Hagan como yo digo, no como yo hago
Nigel Farage, líder del UK Independence Party e ideólogo 'de facto' de la política migratoria británica. Foto:FACUNDO ARRIZABALAGA (EFE).
La Unión Europea presentó recientemente la última edición de su Informe Europeo de Desarrollo (IED), una publicación anual que desde algunos años intenta establecerse como una de las referencias en el debate sobre las políticas globales de lucha contra la pobreza. El informe –que este año se centra en el futuro de los Objetivos del Milenio (ODM)- está elaborado por tres think-tanks de prestigio en el panorama europeo (ODI, ECDPM y DIE), aunque su estilo mimetiza a la perfección el lenguaje comunicativo y las formas políticas de quienes financian el encargo: la Comisión y un puñado de gobiernos entre los que se encuentra España.

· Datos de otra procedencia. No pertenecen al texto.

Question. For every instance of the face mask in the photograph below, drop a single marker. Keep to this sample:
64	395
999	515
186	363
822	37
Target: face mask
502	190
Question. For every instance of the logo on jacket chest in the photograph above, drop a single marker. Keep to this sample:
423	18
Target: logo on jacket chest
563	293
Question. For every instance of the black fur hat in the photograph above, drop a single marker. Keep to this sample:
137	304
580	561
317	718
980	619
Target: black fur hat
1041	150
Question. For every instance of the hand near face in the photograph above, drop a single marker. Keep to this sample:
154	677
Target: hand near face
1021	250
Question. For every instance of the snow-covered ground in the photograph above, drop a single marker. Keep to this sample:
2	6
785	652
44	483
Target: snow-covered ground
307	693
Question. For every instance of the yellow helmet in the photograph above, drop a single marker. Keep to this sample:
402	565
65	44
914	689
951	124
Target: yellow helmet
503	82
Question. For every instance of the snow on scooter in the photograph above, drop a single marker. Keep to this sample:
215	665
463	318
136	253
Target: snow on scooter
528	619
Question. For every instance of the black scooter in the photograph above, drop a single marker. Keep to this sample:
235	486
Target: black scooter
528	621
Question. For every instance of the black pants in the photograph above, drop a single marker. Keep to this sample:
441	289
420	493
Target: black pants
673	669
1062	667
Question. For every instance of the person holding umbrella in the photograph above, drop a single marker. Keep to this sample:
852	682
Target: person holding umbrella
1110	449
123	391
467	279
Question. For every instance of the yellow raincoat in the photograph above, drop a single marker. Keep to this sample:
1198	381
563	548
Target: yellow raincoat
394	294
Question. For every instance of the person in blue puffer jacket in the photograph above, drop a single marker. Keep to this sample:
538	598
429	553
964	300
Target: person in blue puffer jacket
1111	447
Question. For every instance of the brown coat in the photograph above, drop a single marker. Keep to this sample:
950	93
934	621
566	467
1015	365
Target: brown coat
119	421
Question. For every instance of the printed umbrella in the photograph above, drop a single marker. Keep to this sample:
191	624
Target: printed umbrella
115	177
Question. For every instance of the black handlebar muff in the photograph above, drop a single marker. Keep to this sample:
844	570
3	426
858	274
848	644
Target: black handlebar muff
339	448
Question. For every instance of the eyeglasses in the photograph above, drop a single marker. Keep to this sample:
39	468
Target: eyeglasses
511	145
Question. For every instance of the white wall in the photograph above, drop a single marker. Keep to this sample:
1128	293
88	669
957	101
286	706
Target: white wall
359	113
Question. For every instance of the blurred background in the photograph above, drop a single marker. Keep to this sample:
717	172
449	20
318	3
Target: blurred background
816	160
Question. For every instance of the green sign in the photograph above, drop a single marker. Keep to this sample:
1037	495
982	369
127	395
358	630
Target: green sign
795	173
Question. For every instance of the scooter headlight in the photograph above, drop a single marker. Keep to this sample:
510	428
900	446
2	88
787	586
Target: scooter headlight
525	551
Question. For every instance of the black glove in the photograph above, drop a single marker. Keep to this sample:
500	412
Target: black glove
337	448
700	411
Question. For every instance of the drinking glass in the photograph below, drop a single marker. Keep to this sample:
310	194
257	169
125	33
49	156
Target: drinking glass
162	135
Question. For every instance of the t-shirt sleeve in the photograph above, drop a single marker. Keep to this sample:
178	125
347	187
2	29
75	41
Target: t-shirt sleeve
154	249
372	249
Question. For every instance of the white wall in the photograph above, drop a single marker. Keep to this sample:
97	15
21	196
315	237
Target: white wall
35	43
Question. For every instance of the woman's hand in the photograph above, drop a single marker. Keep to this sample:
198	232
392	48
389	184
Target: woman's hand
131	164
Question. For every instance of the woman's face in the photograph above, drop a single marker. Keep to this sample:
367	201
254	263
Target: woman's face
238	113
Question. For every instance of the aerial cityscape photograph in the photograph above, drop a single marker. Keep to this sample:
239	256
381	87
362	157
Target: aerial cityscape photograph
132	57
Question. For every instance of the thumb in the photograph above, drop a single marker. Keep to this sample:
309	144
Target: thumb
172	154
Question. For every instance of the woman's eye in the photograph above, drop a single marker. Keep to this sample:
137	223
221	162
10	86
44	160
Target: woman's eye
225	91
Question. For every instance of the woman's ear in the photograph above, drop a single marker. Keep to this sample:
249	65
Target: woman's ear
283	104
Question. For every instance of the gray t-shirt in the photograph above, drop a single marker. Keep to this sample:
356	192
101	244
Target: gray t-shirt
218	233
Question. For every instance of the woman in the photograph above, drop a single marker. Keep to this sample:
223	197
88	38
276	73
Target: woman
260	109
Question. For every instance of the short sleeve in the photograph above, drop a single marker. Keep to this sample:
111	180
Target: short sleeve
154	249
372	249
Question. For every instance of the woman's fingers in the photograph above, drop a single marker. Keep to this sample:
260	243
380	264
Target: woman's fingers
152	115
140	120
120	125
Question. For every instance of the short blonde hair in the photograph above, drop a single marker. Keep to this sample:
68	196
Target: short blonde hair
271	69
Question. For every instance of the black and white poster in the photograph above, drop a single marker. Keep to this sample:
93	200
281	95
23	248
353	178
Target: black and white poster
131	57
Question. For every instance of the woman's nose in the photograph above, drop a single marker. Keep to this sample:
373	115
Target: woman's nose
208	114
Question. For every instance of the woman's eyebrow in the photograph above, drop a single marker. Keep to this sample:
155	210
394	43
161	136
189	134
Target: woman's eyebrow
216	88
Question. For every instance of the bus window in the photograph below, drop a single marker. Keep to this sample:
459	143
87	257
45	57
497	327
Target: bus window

Con estos mimbres, ya se imaginarán ustedes que después de leer el informe conviene no conducir maquinaria pesada, pero aún así merece la pena preguntarse si el trabajo supone una aportación relevante a un debate de enorme importancia.

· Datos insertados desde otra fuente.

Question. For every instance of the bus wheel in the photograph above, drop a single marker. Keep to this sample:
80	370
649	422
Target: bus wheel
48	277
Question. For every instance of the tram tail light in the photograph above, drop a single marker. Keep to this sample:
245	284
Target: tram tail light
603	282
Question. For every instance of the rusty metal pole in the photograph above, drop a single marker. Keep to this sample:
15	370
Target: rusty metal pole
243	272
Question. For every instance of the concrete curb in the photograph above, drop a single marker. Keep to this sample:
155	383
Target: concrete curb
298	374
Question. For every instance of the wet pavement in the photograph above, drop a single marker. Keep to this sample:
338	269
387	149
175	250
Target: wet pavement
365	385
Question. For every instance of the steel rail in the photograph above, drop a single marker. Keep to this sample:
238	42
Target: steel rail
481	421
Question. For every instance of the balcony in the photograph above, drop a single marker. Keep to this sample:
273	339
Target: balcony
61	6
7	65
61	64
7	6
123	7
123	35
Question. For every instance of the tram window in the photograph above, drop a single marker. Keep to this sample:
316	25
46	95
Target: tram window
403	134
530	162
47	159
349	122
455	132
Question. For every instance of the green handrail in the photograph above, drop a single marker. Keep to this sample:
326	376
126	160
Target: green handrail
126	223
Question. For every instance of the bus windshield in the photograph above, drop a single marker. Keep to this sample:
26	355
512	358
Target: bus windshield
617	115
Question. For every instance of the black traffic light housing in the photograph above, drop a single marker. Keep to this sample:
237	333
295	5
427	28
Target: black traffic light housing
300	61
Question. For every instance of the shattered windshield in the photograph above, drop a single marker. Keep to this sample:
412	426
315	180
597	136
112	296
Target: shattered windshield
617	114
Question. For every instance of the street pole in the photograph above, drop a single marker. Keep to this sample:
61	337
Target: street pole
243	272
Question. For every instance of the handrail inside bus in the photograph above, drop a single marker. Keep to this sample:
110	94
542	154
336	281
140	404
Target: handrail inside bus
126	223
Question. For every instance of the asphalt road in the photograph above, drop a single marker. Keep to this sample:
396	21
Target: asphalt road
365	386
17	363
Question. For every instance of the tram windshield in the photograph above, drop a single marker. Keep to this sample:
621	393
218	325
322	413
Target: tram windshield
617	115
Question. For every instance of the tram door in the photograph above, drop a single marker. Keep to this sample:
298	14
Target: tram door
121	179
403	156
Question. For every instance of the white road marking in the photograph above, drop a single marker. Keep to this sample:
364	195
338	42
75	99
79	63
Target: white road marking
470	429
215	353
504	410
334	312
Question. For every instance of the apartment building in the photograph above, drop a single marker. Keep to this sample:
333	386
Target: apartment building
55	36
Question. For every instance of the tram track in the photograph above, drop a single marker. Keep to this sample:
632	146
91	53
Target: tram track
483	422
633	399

Los ODM tienen una virtud por encima de cualquier otra: durante una década y media han proporcionado a la comunidad internacional una hoja de ruta en la lucha contra la pobreza. Objetivos reconocibles y mensurables, como la reducción a la mitad del número de hambrientos, el acceso de las niñas a la educación o la lucha contra enfermedades ‘olvidadas’. Cierto que en casi cada uno de estos asuntos el fracaso ha sido olímpico, pero existe una razón por la que podemos exigir cuentas a los gobiernos responsables, y es la existencia de los ODM. Si somos serios, la nueva versión de esos objetivos debería construir sobre lo anterior, no sustituirlo.
Y esto es un problema, porque el futuro parece tan desesperanzador como el pasado, pero mucho más nebuloso. Como explica con claridad el IED, lo que ocurra después de 2015 debe considerar las limitaciones de la agenda actual (que no incluye de forma seria asuntos centrales del desarrollo como la sostenibilidad o la inequidad) y la estrechez de un modelo basado en los donantes de ayuda y en quienes la reciben. Pensar en estos términos es como plantear la estrategia futura de Europa sobre la base de los Sistemas Bismarckianos. El informe identifica con claridad tres vectores que pueden determinar la convergencia global: la financiación amplia del desarrollo (desde los sistemas fiscales hasta la inversión extranjera), los acuerdos comerciales y –que suene la fanfarria- la movilidad internacional de trabajadores.
Estas consideraciones no son nuevas, pero tiene interés que vengan de los ‘voceros’ de la Comisión Europea. Así que comparto con ustedes, sufridos lectores, mis dudas existenciales: en primer lugar, me preocupa enormemente que la transición hacia una agenda relevante pero mucho menos definida entierre de manera definitiva unos objetivos que, por decirlo en su lenguaje, ‘han sido alcanzados por debajo del nivel de optimización’ (y solo un poco por encima del de humillación). ¿No deberíamos asegurarnos, por ejemplo, de que el nuevo objetivo de una cobertura universal de salud (que está sobre la mesa) incorpore de forma explícita el desarrollo de tratamientos eficaces contra la malaria, una enfermedad que en 2010 mató a cerca de 700.000 personas? Dijimos que lo haríamos antes de 2015, pero eso no va a ocurrir.
En segundo lugar, el estado de lobotomía colectiva por el que atraviesan las instituciones y los Estados miembros de la UE ofrece un aval escaso para este tipo de discursos. En todos y cada uno de los asuntos en los que el informe declara al mundo la Buena Nueva (con la excepción, quizás, de la lucha contra el cambio climático), los fracasos al interior de nuestra fronteras le helarían la sonrisa al mismísimo Cavalliere. Desde la reforma de los mercados financieros a la garantía de los servicios básicos o el futuro de las políticas migratorias, Europa y sus gobiernos están hincando la rodilla ante especuladores, privatizadores de puerta giratoria, nacionalistas decimonónicos o, sencillamente, partidos abiertamente xenófobos, como ha ocurrido esta semana en el Reino Unido. ¿Realmente podemos defender un proyecto para el progreso del planeta si somos incapaces de pergeñar uno para nosotros mismos? ¿Dónde está la inspiración que Europa ofreció al mundo durante décadas?
Tal vez el próximo Informe Europeo de Desarrollo debería dedicarse íntegramente al estudio de nuestro propio ombligo.